ヤコブは、父イサクに対して3 つの嘘をつきました。
①「長男のエサウです。お父さんの言われたとおりにしてきました。さあ、どうぞ起きて、座ってわたしの獲物を召し上がり、お父さん自身の祝福をわたしに与えてください。」
②27:20 「わたしの子よ、どうしてまた、こんなに早くしとめられたのか」と、イサクが息子に尋ねると、ヤコブは答えた。「あなたの神、主がわたしのために計らってくださったからです。」
③27:24 言った。「お前は本当にわたしの子エサウなのだな。」ヤコブは、「もちろんです」と答えた。27:25 イサクは言った。「では、お前の獲物をここへ持って来なさい。
ヤコブの罪は、族長の祝福を奪ったことではありません。それは、神様の計画だからです。ヤコブの罪は、父イサクを欺いたことです。(それに比べるとイサクとエサウの計画は、それ以上に罪です)。
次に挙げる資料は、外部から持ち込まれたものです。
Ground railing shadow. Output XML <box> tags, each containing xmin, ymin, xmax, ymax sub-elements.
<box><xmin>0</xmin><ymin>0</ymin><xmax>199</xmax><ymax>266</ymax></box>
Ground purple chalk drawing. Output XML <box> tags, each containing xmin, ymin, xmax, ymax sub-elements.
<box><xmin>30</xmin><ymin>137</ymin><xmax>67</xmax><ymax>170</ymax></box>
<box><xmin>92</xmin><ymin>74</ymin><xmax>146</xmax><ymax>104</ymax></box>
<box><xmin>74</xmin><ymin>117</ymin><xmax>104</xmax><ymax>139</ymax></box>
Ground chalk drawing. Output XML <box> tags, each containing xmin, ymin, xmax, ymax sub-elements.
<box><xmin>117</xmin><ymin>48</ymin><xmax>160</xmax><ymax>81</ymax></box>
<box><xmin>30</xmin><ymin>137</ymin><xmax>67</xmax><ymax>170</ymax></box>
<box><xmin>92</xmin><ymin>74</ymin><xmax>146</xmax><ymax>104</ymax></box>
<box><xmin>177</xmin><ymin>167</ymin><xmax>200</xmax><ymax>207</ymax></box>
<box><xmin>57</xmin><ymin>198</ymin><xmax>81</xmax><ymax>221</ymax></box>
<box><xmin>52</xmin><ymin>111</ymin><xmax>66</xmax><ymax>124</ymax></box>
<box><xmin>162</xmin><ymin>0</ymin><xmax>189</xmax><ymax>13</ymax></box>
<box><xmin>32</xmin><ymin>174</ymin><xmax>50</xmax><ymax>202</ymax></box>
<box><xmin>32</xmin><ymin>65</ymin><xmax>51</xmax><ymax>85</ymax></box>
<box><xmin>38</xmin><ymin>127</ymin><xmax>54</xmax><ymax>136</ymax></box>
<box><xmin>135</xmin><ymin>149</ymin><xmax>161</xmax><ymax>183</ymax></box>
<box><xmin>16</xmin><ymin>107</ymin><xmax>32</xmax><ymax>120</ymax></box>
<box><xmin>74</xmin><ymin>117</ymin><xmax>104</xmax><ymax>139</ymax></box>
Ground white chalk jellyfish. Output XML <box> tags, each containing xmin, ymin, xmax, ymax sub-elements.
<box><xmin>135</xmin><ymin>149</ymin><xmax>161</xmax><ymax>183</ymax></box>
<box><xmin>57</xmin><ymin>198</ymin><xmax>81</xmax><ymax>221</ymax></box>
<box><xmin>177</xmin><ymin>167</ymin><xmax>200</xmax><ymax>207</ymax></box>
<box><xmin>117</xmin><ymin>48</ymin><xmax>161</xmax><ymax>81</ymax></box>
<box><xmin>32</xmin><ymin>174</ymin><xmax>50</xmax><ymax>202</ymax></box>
イサクは、妻リベカから、この神様の啓示を知らされていました。
創世記『25:23 主は彼女に言われた。「二つの国民があなたの胎内に宿っており/二つの民があなたの腹の内で分かれ争っている。一つの民が他の民より強くなり/兄が弟に仕えるようになる。」』
つまり、イサクは神様の啓示を無視していたのです。そして長男のエサウを愛しました。兄エサウも、すでに長子の権利をヤコブに売っています。ということで、イサクもエサウも祝福を受けるべきは、ヤコブであることを知っていたことになります。 にもかかわらず、イサクは兄エサウを祝福しようとし、兄エサウもまた父の申し出を受け入れました。イサクの罪は、「神の御心」を知りつつも「個人的な望み」をかなわせようとしたことです。エサウの罪は、現代風に言えば横領未遂でしょうか?詐欺未遂でしょうか?人のものを奪おうとしたことであります。そして、神様の計画は 確実に成就するのです。